Blogging and journalism are no longer mutually exclusive. Any animosity between the two is long-buried and blogging has now been integrated into mainstream media, with surprising and controversial results.
Editors of successful magazines were relegated to the second row at the 2010 Paris Fashion week while 14-year-old blogger Tavi Gevinson took her place in the front row. Meanwhile, travel websites such as Lonely Planet and Trip Advisor use written pieces from the public and present them alongside the work of a professional travel journalist.
However, the rise of amateurs isn’t without its problems.
Instead of paying professional writers, many publications use amateurs who are willing to work for free. To these bloggers, it’s worth it for the exposure.
Arianna Huffington has recently found herself and her successful news site The Huffington Post on the receiving end of a US$105 million lawsuit brought against her by bloggers who contributed to the website.
The bloggers who wrote on the site argue that their work contributed to a third of its sale value.
In a legal sense, the bloggers don’t have a leg to stand on. As Huffington’s lawyers and advisors have been quick to point out, all the writers agreed to contribute writing in the hope of gaining some publicity and no pay.
In return, contributors to The Huffington Post received more exposure than they would have as individual bloggers.
Most are offended and outraged that Huffington managed to portray her paper as a unionist for-the-people publication that has now sold out to the larger companies. As one commenter noted ‘it’s true, the left does eat its own’.

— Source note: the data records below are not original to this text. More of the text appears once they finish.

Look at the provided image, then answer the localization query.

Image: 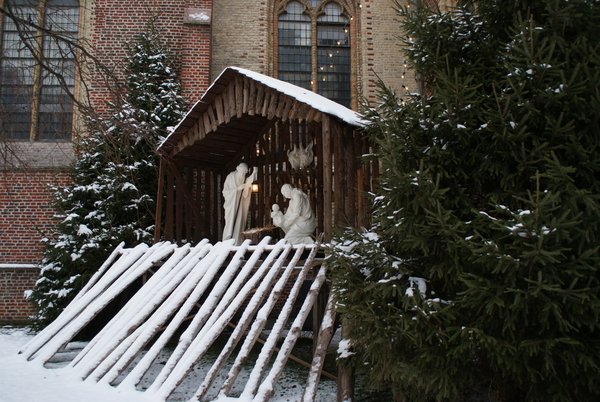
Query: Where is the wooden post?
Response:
[154,158,165,243]
[337,319,354,402]
[321,114,333,242]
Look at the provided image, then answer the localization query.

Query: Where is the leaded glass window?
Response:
[0,0,79,140]
[278,0,352,107]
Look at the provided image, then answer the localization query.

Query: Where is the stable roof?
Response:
[158,67,363,165]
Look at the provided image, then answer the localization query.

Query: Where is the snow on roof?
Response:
[158,67,365,148]
[228,67,364,126]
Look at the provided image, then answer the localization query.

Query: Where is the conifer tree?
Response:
[30,20,185,328]
[328,0,600,401]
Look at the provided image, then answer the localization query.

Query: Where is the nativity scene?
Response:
[21,67,378,402]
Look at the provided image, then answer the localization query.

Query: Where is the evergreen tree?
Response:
[30,21,185,328]
[328,0,600,401]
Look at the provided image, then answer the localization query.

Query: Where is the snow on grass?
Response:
[0,327,336,402]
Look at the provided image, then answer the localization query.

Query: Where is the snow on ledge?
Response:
[0,264,40,269]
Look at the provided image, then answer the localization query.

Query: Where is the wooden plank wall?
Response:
[155,162,224,245]
[240,116,378,239]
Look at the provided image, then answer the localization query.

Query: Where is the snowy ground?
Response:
[0,327,342,402]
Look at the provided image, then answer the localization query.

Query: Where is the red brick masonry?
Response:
[0,264,40,325]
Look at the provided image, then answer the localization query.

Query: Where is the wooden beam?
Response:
[154,158,165,243]
[321,114,333,242]
[234,74,244,119]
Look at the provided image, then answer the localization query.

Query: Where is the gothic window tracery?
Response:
[0,0,79,140]
[277,0,352,107]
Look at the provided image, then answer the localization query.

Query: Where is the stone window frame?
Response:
[0,0,82,142]
[271,0,360,108]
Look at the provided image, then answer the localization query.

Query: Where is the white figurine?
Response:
[223,163,258,245]
[271,184,317,244]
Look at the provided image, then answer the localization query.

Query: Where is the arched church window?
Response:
[0,0,79,141]
[277,0,352,107]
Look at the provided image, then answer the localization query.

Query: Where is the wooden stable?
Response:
[155,67,378,244]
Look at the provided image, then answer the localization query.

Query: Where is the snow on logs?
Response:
[20,238,333,401]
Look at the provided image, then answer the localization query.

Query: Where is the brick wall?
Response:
[83,0,212,114]
[361,0,418,102]
[0,264,40,325]
[0,171,68,264]
[211,0,418,105]
[211,0,272,80]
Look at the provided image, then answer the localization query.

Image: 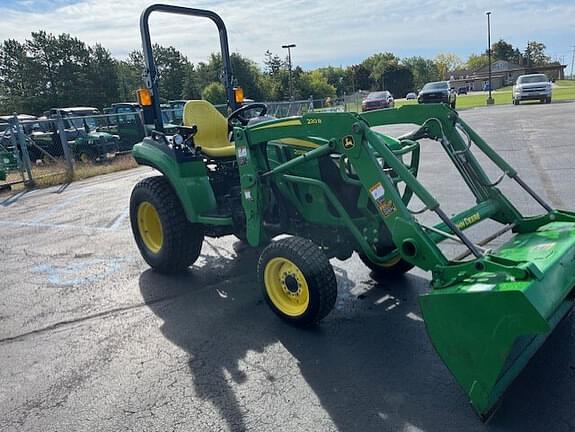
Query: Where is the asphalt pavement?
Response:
[0,103,575,432]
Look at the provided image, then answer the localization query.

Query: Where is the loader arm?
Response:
[234,105,575,418]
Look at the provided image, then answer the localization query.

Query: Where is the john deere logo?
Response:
[343,135,355,150]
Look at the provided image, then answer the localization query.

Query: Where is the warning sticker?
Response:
[238,146,248,165]
[369,182,385,203]
[343,135,355,150]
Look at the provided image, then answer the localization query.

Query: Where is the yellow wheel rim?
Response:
[138,201,164,253]
[264,257,309,317]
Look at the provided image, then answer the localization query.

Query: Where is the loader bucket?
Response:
[420,222,575,419]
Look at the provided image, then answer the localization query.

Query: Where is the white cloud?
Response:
[0,0,575,66]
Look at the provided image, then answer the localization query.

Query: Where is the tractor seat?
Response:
[183,100,236,158]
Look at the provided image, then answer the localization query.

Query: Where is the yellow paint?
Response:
[137,201,164,254]
[183,100,236,158]
[264,257,309,317]
[457,213,481,229]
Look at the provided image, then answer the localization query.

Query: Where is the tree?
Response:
[402,57,441,90]
[86,44,118,108]
[264,50,285,77]
[434,53,463,79]
[116,58,142,102]
[153,44,189,101]
[202,82,227,105]
[317,66,351,95]
[0,39,32,112]
[524,41,551,66]
[349,64,371,92]
[491,39,515,61]
[294,70,336,99]
[465,54,489,72]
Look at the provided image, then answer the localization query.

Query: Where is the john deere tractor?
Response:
[130,5,575,418]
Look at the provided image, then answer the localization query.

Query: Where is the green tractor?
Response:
[130,5,575,419]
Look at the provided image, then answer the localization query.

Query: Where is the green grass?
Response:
[346,80,575,111]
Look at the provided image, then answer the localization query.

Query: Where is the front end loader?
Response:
[130,5,575,419]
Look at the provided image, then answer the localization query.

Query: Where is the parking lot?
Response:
[0,103,575,432]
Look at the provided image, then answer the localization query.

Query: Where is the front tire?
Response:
[258,237,337,327]
[130,176,204,274]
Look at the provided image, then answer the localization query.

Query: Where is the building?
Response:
[448,60,567,91]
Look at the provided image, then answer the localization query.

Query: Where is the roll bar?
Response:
[140,4,238,132]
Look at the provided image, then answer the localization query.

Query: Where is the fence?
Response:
[0,98,353,190]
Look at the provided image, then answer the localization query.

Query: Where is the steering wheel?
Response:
[228,102,268,126]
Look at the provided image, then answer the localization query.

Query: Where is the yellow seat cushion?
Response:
[183,100,236,158]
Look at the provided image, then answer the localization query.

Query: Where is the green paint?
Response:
[134,105,575,416]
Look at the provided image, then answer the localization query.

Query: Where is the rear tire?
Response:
[359,254,414,279]
[258,237,337,327]
[130,176,204,274]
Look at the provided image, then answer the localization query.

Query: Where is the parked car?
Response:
[512,74,553,105]
[361,90,395,111]
[417,81,457,109]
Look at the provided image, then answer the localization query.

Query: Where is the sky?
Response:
[0,0,575,69]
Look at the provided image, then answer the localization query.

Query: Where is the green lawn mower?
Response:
[130,5,575,419]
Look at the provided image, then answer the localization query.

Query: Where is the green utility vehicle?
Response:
[130,5,575,418]
[102,102,176,152]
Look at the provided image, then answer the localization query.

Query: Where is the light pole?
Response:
[282,44,295,100]
[485,12,495,105]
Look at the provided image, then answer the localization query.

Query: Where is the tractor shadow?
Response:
[140,246,575,431]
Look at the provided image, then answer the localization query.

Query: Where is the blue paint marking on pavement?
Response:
[32,258,126,287]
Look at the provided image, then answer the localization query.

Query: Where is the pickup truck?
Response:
[513,74,552,105]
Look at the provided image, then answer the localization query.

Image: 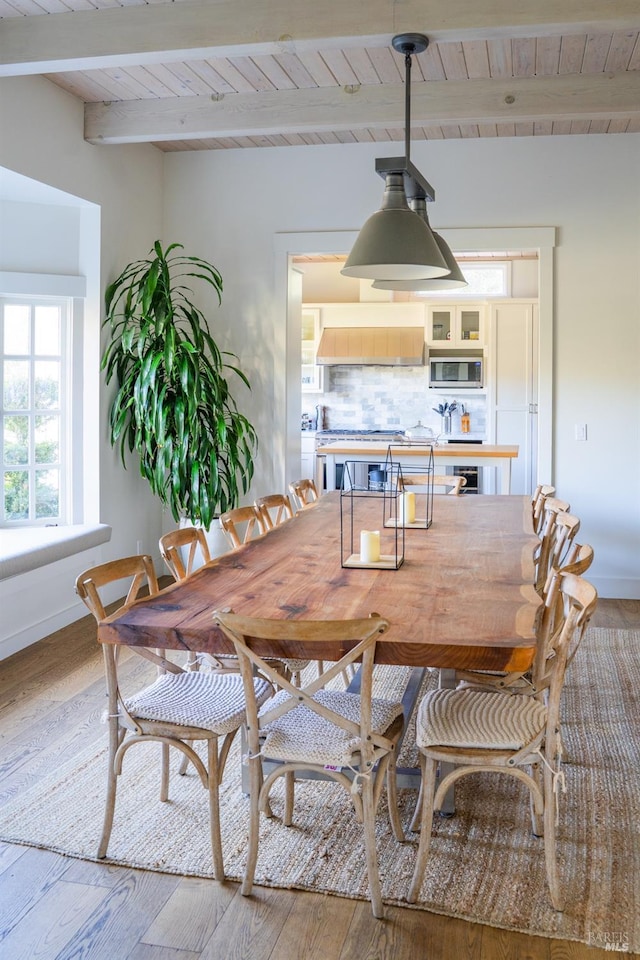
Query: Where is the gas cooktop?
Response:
[316,427,402,437]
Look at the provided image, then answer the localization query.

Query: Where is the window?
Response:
[416,258,511,300]
[0,297,72,526]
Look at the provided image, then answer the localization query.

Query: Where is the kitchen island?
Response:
[316,440,519,494]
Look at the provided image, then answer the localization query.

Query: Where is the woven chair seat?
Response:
[125,672,272,735]
[416,689,547,750]
[261,690,402,766]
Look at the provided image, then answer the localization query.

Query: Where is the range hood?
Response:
[316,327,424,367]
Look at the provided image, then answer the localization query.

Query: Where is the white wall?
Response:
[0,78,163,657]
[165,135,640,597]
[0,78,640,660]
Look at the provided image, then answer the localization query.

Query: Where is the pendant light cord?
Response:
[404,52,411,160]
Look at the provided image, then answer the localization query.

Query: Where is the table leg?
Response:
[438,667,457,817]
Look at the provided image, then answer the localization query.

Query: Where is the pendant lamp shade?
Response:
[340,173,450,281]
[372,197,467,292]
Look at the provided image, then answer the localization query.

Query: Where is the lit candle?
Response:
[398,493,416,523]
[360,530,380,563]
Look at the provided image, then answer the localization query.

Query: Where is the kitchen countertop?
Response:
[317,440,519,493]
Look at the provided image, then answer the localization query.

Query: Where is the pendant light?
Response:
[340,33,450,280]
[371,197,467,293]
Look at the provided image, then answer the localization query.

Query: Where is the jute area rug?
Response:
[0,628,640,952]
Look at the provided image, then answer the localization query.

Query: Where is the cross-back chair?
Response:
[254,493,293,530]
[214,611,404,917]
[76,556,273,880]
[220,504,267,548]
[289,477,319,510]
[531,483,556,535]
[456,543,594,696]
[408,574,597,910]
[534,497,570,593]
[159,527,211,580]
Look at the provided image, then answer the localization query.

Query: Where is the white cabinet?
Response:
[487,300,538,494]
[427,303,486,349]
[300,430,316,480]
[300,307,324,393]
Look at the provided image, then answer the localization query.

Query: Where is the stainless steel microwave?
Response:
[429,357,484,390]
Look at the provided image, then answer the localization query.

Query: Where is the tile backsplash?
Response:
[302,366,487,438]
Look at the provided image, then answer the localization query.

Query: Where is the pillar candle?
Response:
[360,530,380,563]
[398,493,416,523]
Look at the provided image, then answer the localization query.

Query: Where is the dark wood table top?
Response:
[99,493,541,670]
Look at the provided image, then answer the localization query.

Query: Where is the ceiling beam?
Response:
[0,0,640,76]
[84,71,640,144]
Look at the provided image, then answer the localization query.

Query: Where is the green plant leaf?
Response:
[101,240,258,527]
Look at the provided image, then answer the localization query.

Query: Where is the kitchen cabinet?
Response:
[487,300,538,494]
[300,307,324,393]
[303,300,425,330]
[426,303,486,350]
[300,430,316,480]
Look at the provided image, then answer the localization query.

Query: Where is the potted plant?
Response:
[101,241,258,530]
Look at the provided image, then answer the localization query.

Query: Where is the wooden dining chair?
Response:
[456,544,594,696]
[159,526,211,580]
[408,574,597,910]
[531,483,556,535]
[214,611,404,917]
[76,556,273,880]
[534,497,570,593]
[253,493,293,530]
[220,504,267,548]
[289,477,319,510]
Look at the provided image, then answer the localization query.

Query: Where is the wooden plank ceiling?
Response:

What’s particularly unfortunate is that often the use of bloggers in the media seems more like exploitation rather than exposure.
It’s likely that the sale of The Huffington Post is just the most visible case in what is likely to become a bigger problem for writers who contribute their work for free.
Unfortunately many people seem to believe that writing is little more than a hobby, not something that one does as a living.
At the very least, editors need to remind themselves of what it was like being unemployed writers. Media companies have a duty to encourage younger writers rather than exploit their labour.
If they can’t pay every contributing writer, perhaps another method of compensation is needed.
Extra exposure or other benefits for the most popular and viewed articles of the week is an easy and financially secure way of rewarding journalists.
One website which is actively seeking to use bloggers and yet still pay them is run by another media mogul, Tina Brown. The Daily Beast, an emerging news site in the United States, pays all contributors around $US350 per article.
The money isn’t great, but this does provide a reward and credit to the writers, and instils a sense of loyalty to the site.
In an interview with The Guardian late last year, Brown explained her sense of responsibility to encourage and be a patron to bloggers and writers.
‘As a writer myself, I cannot look other writers in the face and ask them to do things for nothing,’ she said.
If money can be exchanged for writing then the situation is ideal. If it’s just publicity, then use it. In return for good writing and interesting content, writers need recognition and sufficient rewards. A sense of loyalty and gratitude are integral in making a system like blogging for a large site successful and respected.
If the media companies market themselves as blogging-friendly, then they should pay for it. Writing is a profession and needs to be taken seriously.
This recognition needs to happen soon. If every writer fears that their material may be used and they won’t get anything in return, then soon they won’t contribute at all.
Maybe this is what it will take for media companies to realise how valuable quality writing is.